Just read that you beat to the posting of the link! It's awful. Guess most of us was right (sadly) in not believing they had the 'right' shark.


----------



## ELTViola

It's really sad. Also it's scarily like Jaws as the person was just snorkeling in the shallower area, not even diving. Think I'll leave it a while before I go to Sharm.... 

I imagine many more sharks will be unnecessarily killed over this. It makes me really unhappy that for highly publicised attacks from nature there is always a knee-jerk reaction which causes a lot of hassle and suffering for the species concerned and doesn't solve the root cause of the problem, whether that be dumping animal carcasses into the sea or over fishing, or both. It's not just Egypt that's guilty, I think every country does this to some degree. When it comes down to it, it's always man's interference that starts off to problem, and we think the best way to fix it is to interfere even more :confused2: We never learn.


----------



## Sonrisa

I just can't help to see the irony, they show the wrong shark and try to fool the rest of the world into thinking that it is totally safe to go in their sea. Liars, it's just got Pure Egyptian BS written all over it, I feel so sorry for that poor woman and her family.


----------



## wales1970

where exactly were these attacks.?.


----------



## DeadGuy

Dizzie Izzie said:


> I just can't help to see the irony, they show the wrong shark and try to fool the rest of the world into thinking that it is totally safe to go in their sea. Liars, it's just got Pure Egyptian BS written all over it, I feel so sorry for that poor woman and her family.

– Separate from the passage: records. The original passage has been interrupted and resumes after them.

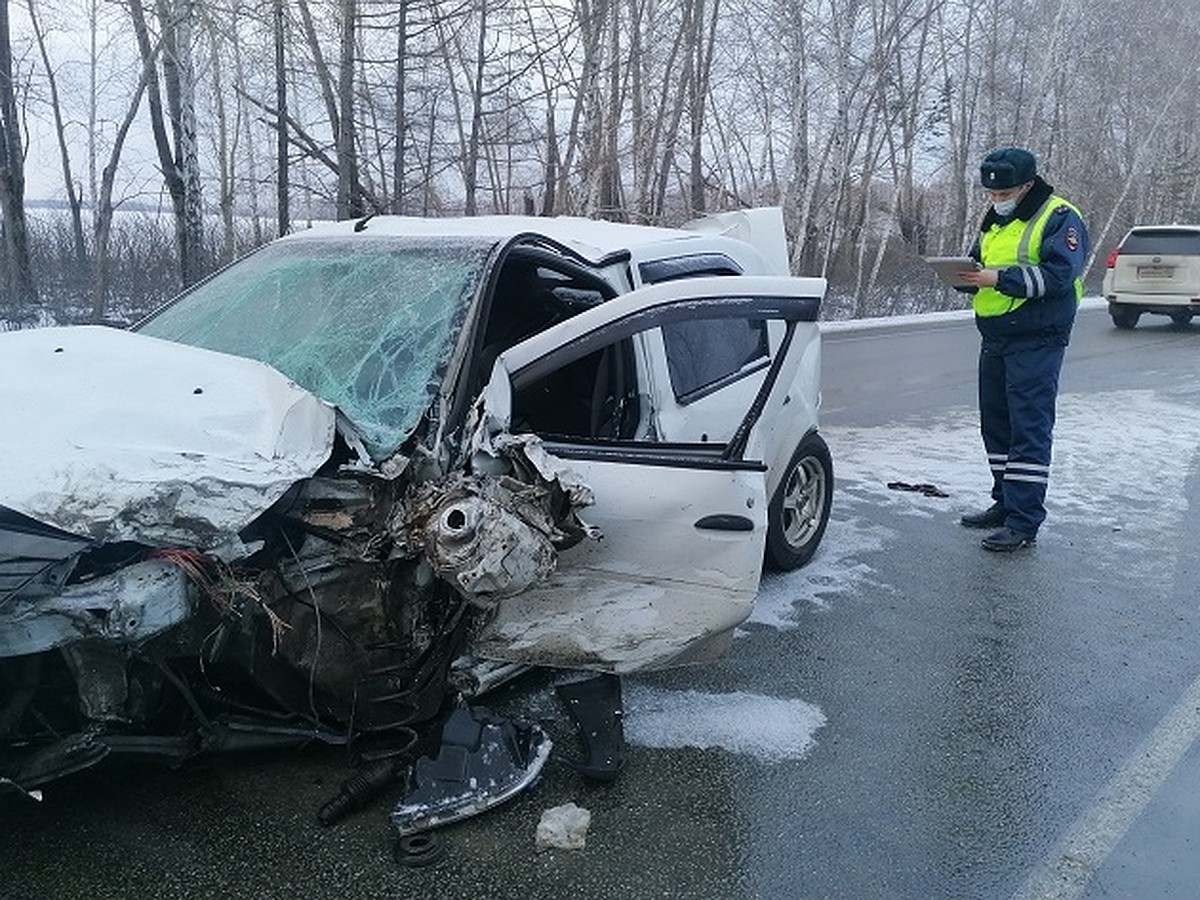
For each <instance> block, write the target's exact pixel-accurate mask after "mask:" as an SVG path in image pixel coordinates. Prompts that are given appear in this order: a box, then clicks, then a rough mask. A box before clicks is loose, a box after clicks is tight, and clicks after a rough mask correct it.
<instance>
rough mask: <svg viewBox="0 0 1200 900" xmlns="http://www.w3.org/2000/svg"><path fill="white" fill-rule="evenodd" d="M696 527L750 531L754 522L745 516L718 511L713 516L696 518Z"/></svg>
mask: <svg viewBox="0 0 1200 900" xmlns="http://www.w3.org/2000/svg"><path fill="white" fill-rule="evenodd" d="M696 527H697V528H703V529H704V530H707V532H752V530H754V522H752V521H751V520H749V518H746V517H745V516H733V515H730V514H727V512H718V514H716V515H715V516H704V517H703V518H698V520H696Z"/></svg>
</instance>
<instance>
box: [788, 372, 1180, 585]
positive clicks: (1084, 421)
mask: <svg viewBox="0 0 1200 900" xmlns="http://www.w3.org/2000/svg"><path fill="white" fill-rule="evenodd" d="M822 433H823V434H824V436H826V440H827V442H828V443H829V446H830V449H832V451H833V458H834V472H835V473H836V479H838V481H836V492H835V494H834V515H835V516H836V515H838V510H839V506H840V505H845V504H846V503H847V500H850V502H851V509H853V510H854V512H856V514H857V515H862V505H859V504H870V505H871V506H874V508H876V509H877V508H886V509H889V510H892V511H899V512H901V514H905V515H913V516H918V517H922V518H944V520H946V521H947V522H955V521H956V520H958V516H959V515H960V514H961V512H964V511H966V510H971V509H978V508H982V506H984V505H986V504H988V503H990V497H989V492H990V487H991V476H990V473H989V472H988V467H986V462H985V458H984V450H983V442H982V439H980V437H979V425H978V418H977V413H976V410H974V409H966V408H962V409H954V410H949V412H948V413H944V414H942V415H941V416H938V419H937V420H936V421H935V422H934V424H929V422H901V424H895V425H887V426H880V427H872V428H850V427H846V428H828V430H823V432H822ZM1198 452H1200V410H1198V409H1195V408H1194V407H1189V406H1184V404H1182V403H1177V402H1174V401H1171V400H1168V398H1163V397H1160V396H1158V395H1156V394H1154V392H1153V391H1145V390H1129V391H1108V392H1103V394H1064V395H1061V396H1060V397H1058V414H1057V424H1056V426H1055V448H1054V461H1052V464H1051V470H1050V490H1049V492H1048V496H1046V510H1048V514H1049V515H1048V518H1046V527H1045V533H1046V534H1052V532H1054V528H1055V526H1056V524H1068V523H1069V524H1073V526H1082V527H1084V528H1086V529H1088V532H1090V540H1094V541H1096V551H1094V552H1096V554H1097V565H1098V566H1099V565H1100V563H1102V562H1104V560H1111V562H1114V563H1117V562H1118V560H1120V562H1121V565H1122V566H1124V568H1128V566H1129V565H1135V566H1138V568H1139V570H1140V571H1139V575H1141V576H1145V577H1154V578H1160V577H1163V576H1164V575H1165V574H1166V572H1169V571H1170V569H1171V566H1172V564H1174V559H1168V558H1164V553H1166V552H1168V548H1169V547H1171V546H1174V544H1172V542H1171V541H1169V540H1166V538H1168V535H1169V533H1170V532H1172V530H1174V529H1176V528H1178V526H1180V523H1181V522H1182V518H1183V516H1184V514H1186V512H1187V500H1186V497H1184V493H1183V490H1182V488H1183V485H1184V482H1186V481H1187V478H1188V474H1189V472H1190V470H1192V467H1193V466H1194V464H1195V458H1196V455H1198ZM892 481H905V482H908V484H912V485H918V484H931V485H935V486H936V487H938V488H941V490H942V491H944V492H946V493H948V494H949V497H948V498H936V497H926V496H924V494H922V493H918V492H908V491H896V490H892V488H889V487H888V482H892ZM830 536H832V538H833V539H834V540H836V533H834V534H833V535H826V540H830ZM826 548H827V545H826V544H824V542H822V547H821V551H820V552H822V553H823V552H824V551H826ZM797 575H798V576H800V577H803V575H804V570H802V572H798V574H797Z"/></svg>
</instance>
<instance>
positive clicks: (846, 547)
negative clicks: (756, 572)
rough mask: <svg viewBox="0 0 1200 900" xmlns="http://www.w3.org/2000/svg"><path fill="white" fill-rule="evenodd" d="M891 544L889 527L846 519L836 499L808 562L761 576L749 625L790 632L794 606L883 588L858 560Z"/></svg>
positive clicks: (871, 573) (818, 605) (795, 622)
mask: <svg viewBox="0 0 1200 900" xmlns="http://www.w3.org/2000/svg"><path fill="white" fill-rule="evenodd" d="M834 466H836V462H835V463H834ZM842 516H846V517H842ZM894 539H895V532H893V530H892V529H890V528H884V527H883V526H877V524H871V523H869V522H864V521H862V520H860V518H858V517H851V516H848V515H847V510H845V509H840V508H839V500H838V499H836V498H835V499H834V510H833V514H832V515H830V518H829V526H828V528H827V529H826V534H824V538H823V539H822V540H821V546H820V547H818V548H817V552H816V554H815V556H814V557H812V559H811V562H810V563H809V564H808V565H806V566H804V568H803V569H800V570H799V571H796V572H767V574H764V575H763V578H762V583H761V586H760V587H758V596H757V599H756V600H755V605H754V612H752V613H750V618H749V619H748V622H752V623H755V624H758V625H768V626H770V628H791V626H793V625H794V624H796V622H794V614H796V606H797V605H798V604H802V602H810V604H812V605H814V606H826V605H827V602H826V598H827V596H845V595H850V594H853V593H862V590H863V588H866V587H872V588H878V587H881V584H880V582H878V580H877V578H876V574H875V570H874V569H871V566H869V565H866V563H863V562H862V560H860V559H859V558H858V557H859V554H862V553H868V552H871V551H876V550H882V548H883V547H886V546H887V545H888V544H889V542H890V541H892V540H894Z"/></svg>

Well they do the same and +80 Millions out of the +85 Million Egyptians buy their BS........So you can't really blame them for trying, they just got used to it 

The lady's family shouldn't feel that bad about it......If it wasn't for that lady, only God knows how many others would be in the "first" attack to re close the beaches......So she's more of a hero if you look at things from this angle


----------



## Horus

It's tragic what happened but I have personally seen people walking over sharp coral scratching and cutting themselves and then go swimming or people feeding the fish to make them swarm, I am not saying that has happened however in this case and they have cited various causes such as dead sheep etc from Eid or over fishing.

If you go diving or snorkle on a frequent basis you will soon get to know that certain fish (or a specific fish) lives in a specific area by a certain rock and this shark will still be around that area now. Until they catch it or them I think the attacks will continue as they now see us as food.

There are shallow areas - however normally everything has quite a steep drop once you are off the jetty and as of yet there is no approved shark repellant and I would not risk feeling safe carrying shark repellant cans as these guys move quick.

The only way to be protected for the time being is to stay dry and never dive or snorkle alone not that it would help.

Naama is quite busy and this shark will have probably been drawn in for one reason or another..and the main one is to eat

The only good thing to come out of this might be lower property prices but I doubt it, it will be the small business that will suffer.

Either way this is the LAST thing that Egypt needs


----------



## layla13

I read that the sharks DID NOT match the sharks that attacked. they would definitely lie about this saying they caught the sharks.. for the purpose of tourism. I have no doubt lol

they say its not that common but i remember not too long ago a french woman in marsa alam getting attacked by a white tip. lol can never know how safe it is. its no different then going into the woods and a bear or cougar stumbling upon us.


----------